The editor’s opinion from Marketplace, Northeast Wisconsin’s business magazine. (Obligatory disclaimer: Most hyperlinks go to outside sites, and we’re not responsible for their content. And like fresh watermelon, peaches, pineapple, grapefruit, tomatoes and sweet corn, hyperlinks can go bad after a while.)

August 19, 2008

Gas prices and Madison

Democrats such as U.S. Rep. Steve Kagen (D–Appleton) must be breathing sighs of relief now that gas prices have slipped around 40 cents a gallon from their record highs of earlier this year. (Must be that nasty antitrust lawsuit against OPEC.)

Which does not mean that gas prices are no longer an issue for voters. That is what Randy Melchert, a Republican candidate in the 24th Assembly District in southeast Wisconsin, believes.

Melchert has a three-pronged way to reduce gas prices in the Milwaukee metropolitan area by 10 percent, and to reduce gas prices in the rest of Wisconsin as well:
  • Eliminate the state’s minimum markup law.
  • Reduce the state gas tax to the national average.
  • Eliminate the federal mandate requiring use of reformulated gas in the Milwaukee area.
Melchert’s Web site, themelchertplan.com, has an interactive calculator that shows how much money his would-be constituents would save if his plan became law. Northeast Wisconsin residents, who are not subject to the reformulated gas mandate (yet), would not save the estimated 14 cents per gallon cost of RFG, but they would still save the 24 to 36 cents per gallon the minimum markup law requires and the 4 cents per gallon above the national average at which the state gas tax is set.

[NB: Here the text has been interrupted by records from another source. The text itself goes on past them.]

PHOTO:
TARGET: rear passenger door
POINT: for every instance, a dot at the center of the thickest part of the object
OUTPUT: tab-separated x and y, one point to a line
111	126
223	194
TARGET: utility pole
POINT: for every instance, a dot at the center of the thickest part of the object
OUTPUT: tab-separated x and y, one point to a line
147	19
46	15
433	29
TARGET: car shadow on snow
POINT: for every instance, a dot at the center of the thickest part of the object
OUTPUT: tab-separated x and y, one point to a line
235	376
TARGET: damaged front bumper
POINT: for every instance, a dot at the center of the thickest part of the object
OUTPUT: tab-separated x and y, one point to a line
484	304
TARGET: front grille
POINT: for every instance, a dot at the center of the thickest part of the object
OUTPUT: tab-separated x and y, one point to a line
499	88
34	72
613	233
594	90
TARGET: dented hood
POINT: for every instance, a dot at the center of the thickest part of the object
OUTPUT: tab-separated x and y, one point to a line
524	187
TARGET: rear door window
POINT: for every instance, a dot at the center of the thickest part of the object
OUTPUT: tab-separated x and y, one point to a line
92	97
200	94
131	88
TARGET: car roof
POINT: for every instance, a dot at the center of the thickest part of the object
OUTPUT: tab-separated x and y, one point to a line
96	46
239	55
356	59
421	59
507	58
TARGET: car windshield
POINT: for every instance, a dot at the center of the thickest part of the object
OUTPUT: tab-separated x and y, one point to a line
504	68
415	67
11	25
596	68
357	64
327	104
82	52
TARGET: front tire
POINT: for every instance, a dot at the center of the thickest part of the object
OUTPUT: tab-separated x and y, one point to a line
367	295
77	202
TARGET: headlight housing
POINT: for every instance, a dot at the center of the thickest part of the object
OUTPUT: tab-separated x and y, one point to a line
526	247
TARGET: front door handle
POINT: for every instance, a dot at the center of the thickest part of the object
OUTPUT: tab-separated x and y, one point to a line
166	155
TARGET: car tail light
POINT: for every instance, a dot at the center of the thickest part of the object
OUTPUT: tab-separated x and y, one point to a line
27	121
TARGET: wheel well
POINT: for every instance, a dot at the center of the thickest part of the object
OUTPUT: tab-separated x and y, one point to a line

The gas tax is no longer indexed to inflation, so at least it's not automatically increasing every spring. Then again, the transportation fund is decreasing thanks to Gov. James Doyle's repeated raiding of the fund to balance the state budget. The transportation fund seems to be, in the words of another observer, the payday loan store of state government.

As for Doyle’s position on the minimum markup law, he seems to emulate the death penalty dance of former Gov. Tommy Thompson. Thompson said publicly that he would sign a bill reestablishing the death penalty if it reached his desk. However, a death penalty bill never reached his desk because, despite the repeated efforts of state Sen. Alan Lasee (R–Rockland), Republican legislative leaders prevented it from coming to a vote since they didn’t support the death penalty.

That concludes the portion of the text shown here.